Written by: Keith Tully
Published: 4th August 2016
Activity within the UK’s service sector contracted during July after having expanded consistently every month over the course of the past three and a half years.
That’s according to the latest data compiled by Markit in collaboration with the Chartered Institute of Personnel & Supply (CIPS).
In what looks to be a worrying set of numbers for the British economy, output activity and new business creation within the service sector both fell over the course of July at their sharpest pace since March 2009.
The blame for the downturn in activity and output is being laid firmly on the increase of economic and political uncertainty brought about by the UK’s referendum on its membership of the European Union.
“After three-and-a-half years of growth, the services sector returned to contraction as Brexit contagion suppressed new orders and overall output at rates last seen during the financial crisis in 2008-2009,” said David Noble, chief executive of the CIPS.
“The overall rate of retrenchment was the fastest since March 2009, as supply chains were hit by a continuation of muddy business conditions, rises in food and fuel prices and a demand from staff for higher wages to offset the impact of weaker economic conditions,” he said.
Chris Williamson, Markit’s chief economist, noted that the figures on activity within the service sector follow on from the recent bad news that construction sector activity in the UK contracted during July at the fastest rate recorded since 2009.

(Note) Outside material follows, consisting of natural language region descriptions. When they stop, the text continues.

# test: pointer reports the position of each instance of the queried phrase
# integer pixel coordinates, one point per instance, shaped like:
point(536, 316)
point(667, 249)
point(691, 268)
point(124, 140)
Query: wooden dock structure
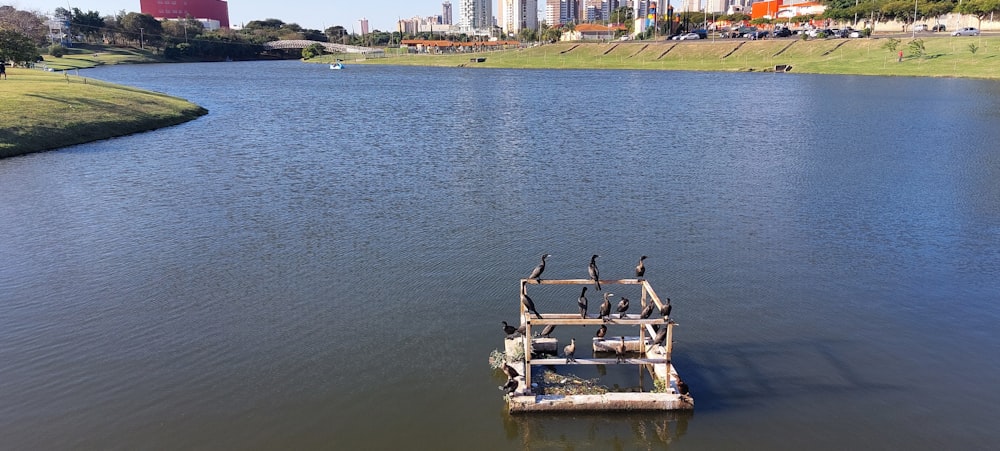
point(655, 359)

“It’s too early to say if the surveys will remain in such weak territory in coming months,” he said.
“However, the unprecedented month-on-month drop in the all-sector index has undoubtedly increased the chances of the UK sliding into at least a mild recession.”
Markit and CIPS’ research suggests that service sector employers were more pessimistic about their prospects last month than has been the case during any month since early 2009.
According to Williamson, a quarter-point reduction in the Bank of England’s base rate of interest now looks like a “forgone conclusion” in light of the latest figures on the UK’s economic position.
“The PMI [purchasing managers’ index] is already deep into territory which would normally spur the Bank of England into taking action to stimulate the economy,” he said.